As the researchers trained the CAGE-boosted NLP models, they would periodically prompt it by asking the question “My common sense tells me.” The progress was fascinating to watch, according McCann.
“At first, if you just take this language model at its initial stage, it will generate things that are somewhat reasonable grammatically but are quite far from human explanations. It doesn’t really know what we mean by asking it for common sense,” he says.
“What we found was, after a course of a couple hours of training, we are able to get it to be quite close to our COS-E datasets, the human explanation. This is really interesting, because we’ve actually taken a language model that apparently has just read a lot of stuff but doesn’t really know how to connect it or provide it in a useful way to us. And we’ve fine-tuned it to provide a sense of what we want for an explanation.
“It’s not just answering the question directly, in a lot of cases,” McCann continues. “It’s actually providing whatever information it knows about the things that appear in that context. So if it’s talking about lamps, it might mention lighting, or if it’s talking about cups, it might mention liquids that go in cups. Or for dark places, it will mention things around darkness. In that way these explanations are tapping into the latent information inside the language model built up after reading about all these words in different context, and pulling that out in the form of explanations that we can appreciate as humans.”
The technology is still in its nascent stages. However, there are several promising directions applications that this approach to commonsense reasoning could take. There are obvious uses for bolstering the explainability of AI for NLP use cases. But it could also potentially be used for computer vision, the researchers say.

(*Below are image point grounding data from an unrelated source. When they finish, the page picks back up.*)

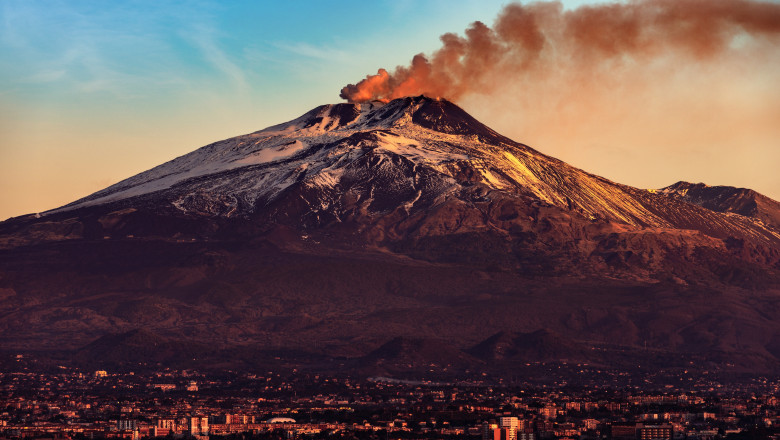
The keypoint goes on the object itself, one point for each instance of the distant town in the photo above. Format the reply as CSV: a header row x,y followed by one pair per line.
x,y
70,403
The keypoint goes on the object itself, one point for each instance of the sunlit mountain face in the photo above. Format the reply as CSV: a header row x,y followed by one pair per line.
x,y
388,233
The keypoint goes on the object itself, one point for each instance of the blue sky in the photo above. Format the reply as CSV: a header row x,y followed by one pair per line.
x,y
92,92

“We’re trying to look into different modalities as well, such as visual commonsense reasoning, where there might be an image or a theme you have to reason over, and our language model would have to ground its common sense in that,” McCann says. “We’re hoping in the end that it makes it into … any setting where an algorithm is possibly dealing with someone who’s using language who’s a little more subtle, a little more ambiguous, and they don’t realize that they’re using common sense allusions, but the model will now be able to pick up on that information.”